Re: dm-rq: do not update rq partially in each ending bio

Ming Lei <ming.lei@xxxxxxxxxx> · Sat, 26 Aug 2017 01:07:53 +0800

On Fri, Aug 25, 2017 at 12:32:33PM -0400, Mike Snitzer wrote:
> On Fri, Aug 25 2017 at 12:08pm -0400,
> Ming Lei <ming.lei@xxxxxxxxxx> wrote:
> 
> > On Fri, Aug 25, 2017 at 11:48:39AM -0400, Mike Snitzer wrote:
> > > On Fri, Aug 25 2017 at 11:27am -0400,
> > > Ming Lei <ming.lei@xxxxxxxxxx> wrote:
> > > 
> > > > We don't need to update orignal dm request partially
> > > > when ending each cloned bio, and this patch just
> > > > updates orignal dm request once when the whole
> > > > cloned request is finished.
> > > > 
> > > > Partial request update can be a bit expensive, so
> > > > we should try to avoid it, especially it is run
> > > > in softirq context.
> > > > 
> > > > After this patch is applied, both hard lockup and
> > > > soft lockup aren't reproduced any more in one hour
> > > > of running Laurence's test[1] on IB/SRP. Without
> > > > this patch, the lockup can be reproduced in several
> > > > minutes.
> > > > 
> > > > BTW, after d4acf3650c7c(block: Make blk_mq_delay_kick_requeue_list()
> > > > rerun the queue at a quiet time), we need to make the
> > > > test more aggressive for reproducing the lockup:
> > > > 
> > > > 	1) run hammer_write.sh 32 or 64 concurrently.
> > > > 	2) write 8M each time
> > > > 
> > > > [1] https://marc.info/?l=linux-block&m=150220185510245&w=2
> > > 
> > > Bart said he cannot reproduce the lockups with his patchset applied.
> > > Have you tested using Bart's patchset?
> > 
> > d4acf3650c7c(block: Make blk_mq_delay_kick_requeue_list() rerun the
> > queue at a quiet time) has been in linus tree.
> > 
> > For other patches, I didn't test it yet. Because every time
> > when the lockup is triggered, it is always in blk_recalc_rq_segments(),
> > and not see any patch is dealing with that.
> 
> Please test with all of Bart's patches applied!

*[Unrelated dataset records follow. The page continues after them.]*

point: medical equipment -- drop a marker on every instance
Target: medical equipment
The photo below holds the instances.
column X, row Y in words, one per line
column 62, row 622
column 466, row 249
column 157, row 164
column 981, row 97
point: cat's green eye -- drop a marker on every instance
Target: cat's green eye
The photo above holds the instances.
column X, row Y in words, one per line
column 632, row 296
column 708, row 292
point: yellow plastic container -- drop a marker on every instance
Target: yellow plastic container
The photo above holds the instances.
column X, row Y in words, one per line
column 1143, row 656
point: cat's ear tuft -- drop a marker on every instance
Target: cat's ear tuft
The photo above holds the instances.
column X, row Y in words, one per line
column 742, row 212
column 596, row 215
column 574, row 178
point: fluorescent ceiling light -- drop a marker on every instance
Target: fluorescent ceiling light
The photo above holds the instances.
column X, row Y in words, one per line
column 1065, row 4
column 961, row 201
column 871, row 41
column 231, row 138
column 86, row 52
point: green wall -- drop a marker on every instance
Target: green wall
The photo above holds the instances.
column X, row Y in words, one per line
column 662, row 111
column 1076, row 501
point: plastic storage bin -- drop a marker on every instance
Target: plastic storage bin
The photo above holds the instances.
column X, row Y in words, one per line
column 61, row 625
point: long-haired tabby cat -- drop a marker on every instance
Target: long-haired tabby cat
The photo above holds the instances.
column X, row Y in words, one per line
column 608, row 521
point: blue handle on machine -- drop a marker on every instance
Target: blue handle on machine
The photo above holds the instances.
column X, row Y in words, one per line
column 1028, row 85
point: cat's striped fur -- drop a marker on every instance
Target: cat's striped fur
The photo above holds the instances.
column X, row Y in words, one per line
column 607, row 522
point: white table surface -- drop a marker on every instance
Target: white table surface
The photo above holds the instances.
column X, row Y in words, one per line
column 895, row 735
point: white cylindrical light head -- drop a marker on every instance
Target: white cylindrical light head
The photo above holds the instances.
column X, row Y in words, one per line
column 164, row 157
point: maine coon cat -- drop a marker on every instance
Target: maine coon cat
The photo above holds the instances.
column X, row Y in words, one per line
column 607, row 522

Just done the test with Bart's patch, still can
see soft lockup when running the test described
in commit log for a couple of minutes. BTW, my
test is much more aggressive than Laurence's, I
write 8M each time, and run 64 hammer_write.sh
concurrently.

I don't think the two are contradictory. Anyway,
this patch will decrease CPU utilization of SOFTIRQ, and
it is a improvement.

> 
> > > Comments inlined below.
> > > 
> > > > ---
> > > >  drivers/md/dm-rq.c | 15 +++++----------
> > > >  drivers/md/dm-rq.h |  1 +
> > > >  2 files changed, 6 insertions(+), 10 deletions(-)
> > > > 
> > > > diff --git a/drivers/md/dm-rq.c b/drivers/md/dm-rq.c
> > > > index c6ebc5b1e00e..50cd96c7de45 100644
> > > > --- a/drivers/md/dm-rq.c
> > > > +++ b/drivers/md/dm-rq.c
> > > > @@ -117,9 +117,9 @@ static void end_clone_bio(struct bio *clone)
> > > >  	struct dm_rq_clone_bio_info *info =
> > > >  		container_of(clone, struct dm_rq_clone_bio_info, clone);
> > > >  	struct dm_rq_target_io *tio = info->tio;
> > > > -	struct bio *bio = info->orig;
> > > >  	unsigned int nr_bytes = info->orig->bi_iter.bi_size;
> > > >  	blk_status_t error = clone->bi_status;
> > > > +	bool is_last = !clone->bi_next;
> > > >  
> > > >  	bio_put(clone);
> > > >  
> > > > @@ -144,21 +144,15 @@ static void end_clone_bio(struct bio *clone)
> > > >  	 * I/O for the bio successfully completed.
> > > >  	 * Notice the data completion to the upper layer.
> > > >  	 */
> > > > -
> > > > -	/*
> > > > -	 * bios are processed from the head of the list.
> > > > -	 * So the completing bio should always be rq->bio.
> > > > -	 * If it's not, something wrong is happening.
> > > > -	 */
> > > > -	if (tio->orig->bio != bio)
> > > > -		DMERR("bio completion is going in the middle of the request");
> > > 
> > > Why did you remove this check?
> > 
> > The check isn't valid any more because this patch only update
> > original dm rq in .end_bio() of the last cloned bio.
> 
> Fair enough, so just a side-effect of your all or nothing completion handling.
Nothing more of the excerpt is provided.